Sex steroid feedback regulation of pituitary gonadotropins during early secondary oocyte growth in coho salmon (Oncorhynchus kisutch) – a potential target of endocrine disruption.

Abstract

In teleost fish as in other vertebrate species, the pituitary gonadotropins, follicle-stimulating hormone (Fsh) and luteinizing hormone (Lh), are fundamentally involved in regulating physiological processes critical to the production of a fertilizable egg, including steroidogenesis, folliculogenesis, vitellogenesis, final oocyte maturation, and ovulation. Despite the importance of pituitary gonadotropins (Gths) in regulating fish reproduction, the complex network of factors regulating Gth synthesis and release in fishes is still not fully understood. Further, in the growing field of endocrine disruption, only limited data are available on impacts of endocrine disrupting chemicals (EDCs) on the gonadotropins or pituitary function. The research described in this dissertation examines the role of sex steroids in regulating Fsh and Lh during early stages of oogenesis in salmon and determines if chemicals or natural steroids in the environment originating from waste-water treatment plants (WWTPs) could disrupt reproduction via altered GtH expression. The study described in the first chapter demonstrates that of estrogen differentially regulates Fsh and Lh in female coho salmon during the transition from late primary to early secondary oocyte growth, which corresponds to the onset of puberty in fish. In chapter 2, I report the results of the first transcriptome-wide gene expression analysis of the pituitary gland in prepubertal salmon exposed to water containing ethynylestradiol (EE2), a synthetic estrogen used in human contraceptives that enters the aquatic ecosystem via WWTP discharges. Lastly, the work presented in chapter 3 provides evidence that pituitary Gths, primarily Lh, are differentially expressed in coho salmon exposed to WWTP effluents, likely due to presence of estrogenic chemicals.
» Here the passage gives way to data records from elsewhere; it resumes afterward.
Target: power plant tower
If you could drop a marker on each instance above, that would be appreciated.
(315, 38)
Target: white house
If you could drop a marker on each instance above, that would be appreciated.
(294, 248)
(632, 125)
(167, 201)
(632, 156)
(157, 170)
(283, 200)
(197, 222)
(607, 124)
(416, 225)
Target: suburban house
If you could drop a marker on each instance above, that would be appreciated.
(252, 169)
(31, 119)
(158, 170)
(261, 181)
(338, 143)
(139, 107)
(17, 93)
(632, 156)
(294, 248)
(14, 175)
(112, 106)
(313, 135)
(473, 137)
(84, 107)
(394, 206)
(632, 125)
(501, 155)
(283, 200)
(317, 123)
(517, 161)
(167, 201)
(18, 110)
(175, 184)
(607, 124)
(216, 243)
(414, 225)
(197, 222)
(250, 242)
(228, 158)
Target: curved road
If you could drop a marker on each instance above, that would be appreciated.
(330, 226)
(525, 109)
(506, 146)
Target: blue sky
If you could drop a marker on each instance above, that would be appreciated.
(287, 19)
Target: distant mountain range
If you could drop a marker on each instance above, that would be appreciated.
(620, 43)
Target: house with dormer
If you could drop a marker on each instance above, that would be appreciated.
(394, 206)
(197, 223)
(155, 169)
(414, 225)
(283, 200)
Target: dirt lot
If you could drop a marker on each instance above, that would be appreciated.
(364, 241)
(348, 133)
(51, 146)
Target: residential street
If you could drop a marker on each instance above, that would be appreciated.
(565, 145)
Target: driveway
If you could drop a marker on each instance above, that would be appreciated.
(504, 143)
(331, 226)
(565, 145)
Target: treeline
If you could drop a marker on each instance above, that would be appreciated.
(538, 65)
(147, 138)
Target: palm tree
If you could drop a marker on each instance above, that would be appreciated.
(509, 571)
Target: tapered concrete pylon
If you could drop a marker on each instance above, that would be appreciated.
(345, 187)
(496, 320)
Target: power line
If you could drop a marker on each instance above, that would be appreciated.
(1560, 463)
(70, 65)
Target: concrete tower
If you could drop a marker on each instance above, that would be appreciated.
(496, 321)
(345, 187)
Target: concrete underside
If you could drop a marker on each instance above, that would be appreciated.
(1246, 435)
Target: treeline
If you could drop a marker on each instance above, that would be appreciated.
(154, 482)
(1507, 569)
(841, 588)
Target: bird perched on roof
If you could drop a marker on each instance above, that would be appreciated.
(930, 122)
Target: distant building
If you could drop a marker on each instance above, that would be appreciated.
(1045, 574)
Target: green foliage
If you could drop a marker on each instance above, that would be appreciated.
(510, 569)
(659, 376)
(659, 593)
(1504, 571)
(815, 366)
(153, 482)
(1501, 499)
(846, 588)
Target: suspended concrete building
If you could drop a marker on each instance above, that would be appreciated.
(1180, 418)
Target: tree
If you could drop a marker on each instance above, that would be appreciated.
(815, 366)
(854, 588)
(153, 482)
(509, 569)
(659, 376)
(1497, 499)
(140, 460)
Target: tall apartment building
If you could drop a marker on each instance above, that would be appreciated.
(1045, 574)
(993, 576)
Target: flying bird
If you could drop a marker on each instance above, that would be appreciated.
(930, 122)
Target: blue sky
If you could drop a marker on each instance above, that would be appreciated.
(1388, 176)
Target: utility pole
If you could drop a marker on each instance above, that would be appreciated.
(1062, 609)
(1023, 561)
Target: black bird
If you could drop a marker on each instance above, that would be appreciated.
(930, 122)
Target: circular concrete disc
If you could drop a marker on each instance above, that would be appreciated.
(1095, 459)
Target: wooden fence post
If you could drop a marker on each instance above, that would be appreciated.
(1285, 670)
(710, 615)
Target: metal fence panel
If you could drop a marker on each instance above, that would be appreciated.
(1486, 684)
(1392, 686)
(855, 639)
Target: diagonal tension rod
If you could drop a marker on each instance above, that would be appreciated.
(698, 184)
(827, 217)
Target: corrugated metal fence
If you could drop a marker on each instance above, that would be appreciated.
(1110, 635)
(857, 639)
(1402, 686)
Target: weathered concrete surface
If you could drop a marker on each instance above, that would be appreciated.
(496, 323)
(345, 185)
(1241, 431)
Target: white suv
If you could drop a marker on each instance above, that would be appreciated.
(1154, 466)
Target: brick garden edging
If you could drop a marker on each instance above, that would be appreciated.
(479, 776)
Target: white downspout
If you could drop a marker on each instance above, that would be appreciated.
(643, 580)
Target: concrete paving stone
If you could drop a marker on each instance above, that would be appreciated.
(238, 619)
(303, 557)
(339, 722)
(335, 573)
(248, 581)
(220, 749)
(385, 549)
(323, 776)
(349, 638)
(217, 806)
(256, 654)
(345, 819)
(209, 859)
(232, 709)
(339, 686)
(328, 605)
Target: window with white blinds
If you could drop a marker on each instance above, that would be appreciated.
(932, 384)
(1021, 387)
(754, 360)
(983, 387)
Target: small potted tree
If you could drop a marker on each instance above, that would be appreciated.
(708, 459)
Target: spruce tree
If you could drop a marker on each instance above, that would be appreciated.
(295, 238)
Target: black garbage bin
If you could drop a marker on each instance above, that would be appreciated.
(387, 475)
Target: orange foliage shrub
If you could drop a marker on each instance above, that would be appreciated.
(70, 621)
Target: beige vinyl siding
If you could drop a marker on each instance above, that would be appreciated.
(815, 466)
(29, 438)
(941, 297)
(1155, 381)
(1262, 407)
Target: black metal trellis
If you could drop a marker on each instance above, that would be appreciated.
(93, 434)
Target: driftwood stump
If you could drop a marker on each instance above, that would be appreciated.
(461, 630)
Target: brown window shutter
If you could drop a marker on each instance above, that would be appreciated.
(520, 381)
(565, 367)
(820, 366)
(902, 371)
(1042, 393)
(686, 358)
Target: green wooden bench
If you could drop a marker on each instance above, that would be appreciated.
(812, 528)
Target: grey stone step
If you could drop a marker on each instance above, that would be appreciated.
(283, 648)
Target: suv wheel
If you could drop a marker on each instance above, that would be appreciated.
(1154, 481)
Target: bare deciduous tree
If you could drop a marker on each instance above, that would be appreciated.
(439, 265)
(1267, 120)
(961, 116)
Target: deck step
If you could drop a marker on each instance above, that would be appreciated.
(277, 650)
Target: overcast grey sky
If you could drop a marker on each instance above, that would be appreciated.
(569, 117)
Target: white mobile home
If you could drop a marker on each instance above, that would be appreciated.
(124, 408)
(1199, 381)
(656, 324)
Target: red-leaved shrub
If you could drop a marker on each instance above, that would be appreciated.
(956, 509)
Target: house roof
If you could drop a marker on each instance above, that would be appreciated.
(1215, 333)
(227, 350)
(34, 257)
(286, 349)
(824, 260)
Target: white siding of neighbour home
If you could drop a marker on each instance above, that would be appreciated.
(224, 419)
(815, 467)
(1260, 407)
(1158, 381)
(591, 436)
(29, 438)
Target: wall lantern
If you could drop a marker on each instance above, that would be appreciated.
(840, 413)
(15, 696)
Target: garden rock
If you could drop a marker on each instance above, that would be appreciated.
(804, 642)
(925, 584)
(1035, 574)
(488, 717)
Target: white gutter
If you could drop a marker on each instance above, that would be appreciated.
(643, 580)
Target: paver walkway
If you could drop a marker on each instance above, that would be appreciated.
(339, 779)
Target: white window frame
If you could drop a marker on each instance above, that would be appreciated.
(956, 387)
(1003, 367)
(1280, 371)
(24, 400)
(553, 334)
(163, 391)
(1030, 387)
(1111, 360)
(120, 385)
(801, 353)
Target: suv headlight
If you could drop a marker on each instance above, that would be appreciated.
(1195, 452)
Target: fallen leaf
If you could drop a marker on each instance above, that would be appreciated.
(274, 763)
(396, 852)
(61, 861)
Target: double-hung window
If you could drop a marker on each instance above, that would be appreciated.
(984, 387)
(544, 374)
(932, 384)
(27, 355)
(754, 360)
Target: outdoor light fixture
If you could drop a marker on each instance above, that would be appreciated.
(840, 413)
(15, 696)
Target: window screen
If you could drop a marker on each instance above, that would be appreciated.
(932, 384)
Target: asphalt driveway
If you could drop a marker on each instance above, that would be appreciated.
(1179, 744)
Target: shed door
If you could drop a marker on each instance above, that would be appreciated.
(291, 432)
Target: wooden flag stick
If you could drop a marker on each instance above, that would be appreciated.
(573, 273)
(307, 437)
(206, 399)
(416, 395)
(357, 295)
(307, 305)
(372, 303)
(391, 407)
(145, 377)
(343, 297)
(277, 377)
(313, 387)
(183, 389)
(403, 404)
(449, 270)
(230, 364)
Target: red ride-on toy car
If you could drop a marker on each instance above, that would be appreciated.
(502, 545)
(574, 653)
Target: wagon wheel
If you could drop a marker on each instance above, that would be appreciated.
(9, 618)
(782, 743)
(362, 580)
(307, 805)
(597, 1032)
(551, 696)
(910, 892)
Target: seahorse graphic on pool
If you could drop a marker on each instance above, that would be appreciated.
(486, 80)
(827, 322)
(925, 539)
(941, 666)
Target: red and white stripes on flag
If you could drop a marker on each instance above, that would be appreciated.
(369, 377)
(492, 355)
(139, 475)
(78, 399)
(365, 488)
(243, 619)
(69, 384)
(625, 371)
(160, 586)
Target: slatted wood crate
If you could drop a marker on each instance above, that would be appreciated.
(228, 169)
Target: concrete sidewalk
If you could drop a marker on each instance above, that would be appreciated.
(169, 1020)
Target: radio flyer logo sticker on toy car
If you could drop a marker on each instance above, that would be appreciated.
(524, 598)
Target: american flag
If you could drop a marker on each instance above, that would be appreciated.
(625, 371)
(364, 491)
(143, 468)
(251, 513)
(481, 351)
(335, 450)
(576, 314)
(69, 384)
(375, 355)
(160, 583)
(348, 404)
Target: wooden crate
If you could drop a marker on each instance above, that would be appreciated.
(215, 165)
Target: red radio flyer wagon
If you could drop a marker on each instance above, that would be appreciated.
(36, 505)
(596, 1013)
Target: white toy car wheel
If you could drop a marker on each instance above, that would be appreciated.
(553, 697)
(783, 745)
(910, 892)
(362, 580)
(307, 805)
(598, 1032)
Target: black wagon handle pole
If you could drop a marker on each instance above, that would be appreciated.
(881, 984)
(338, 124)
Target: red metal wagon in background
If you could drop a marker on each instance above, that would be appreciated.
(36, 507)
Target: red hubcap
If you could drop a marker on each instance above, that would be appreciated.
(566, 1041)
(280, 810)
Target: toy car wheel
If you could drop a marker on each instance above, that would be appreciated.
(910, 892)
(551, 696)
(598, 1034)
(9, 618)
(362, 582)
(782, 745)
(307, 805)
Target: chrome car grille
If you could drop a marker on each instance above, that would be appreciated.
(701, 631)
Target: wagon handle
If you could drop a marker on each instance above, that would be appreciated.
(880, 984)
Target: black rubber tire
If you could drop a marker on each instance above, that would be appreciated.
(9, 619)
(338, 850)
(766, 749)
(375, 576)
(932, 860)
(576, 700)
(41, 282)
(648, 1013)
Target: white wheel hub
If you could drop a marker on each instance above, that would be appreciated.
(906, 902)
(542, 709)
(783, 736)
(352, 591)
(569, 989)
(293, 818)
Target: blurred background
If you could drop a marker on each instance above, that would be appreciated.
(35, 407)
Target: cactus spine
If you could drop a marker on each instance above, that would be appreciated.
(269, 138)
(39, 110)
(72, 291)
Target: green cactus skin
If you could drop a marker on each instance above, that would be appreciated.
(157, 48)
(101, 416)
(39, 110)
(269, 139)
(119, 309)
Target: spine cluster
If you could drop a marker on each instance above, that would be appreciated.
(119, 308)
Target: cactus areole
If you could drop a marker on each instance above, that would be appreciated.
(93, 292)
This research demonstrates that natural and synthetic estrogens differentially regulate Fsh and Lh as well as numerous genes involved in pathways associated with Gth synthesis and secretion, steroid action, cell development and circadian rhythms. By combining basic and applied research, this work has provided valuable information on sex steroid regulation of Gths during early oogenesis that will be useful for predicting and interpreting results of endocrine disruption research. Further, the results of this work suggest that one mechanism of endocrine disruption in fish could be via disrupted gonadotropin synthesis.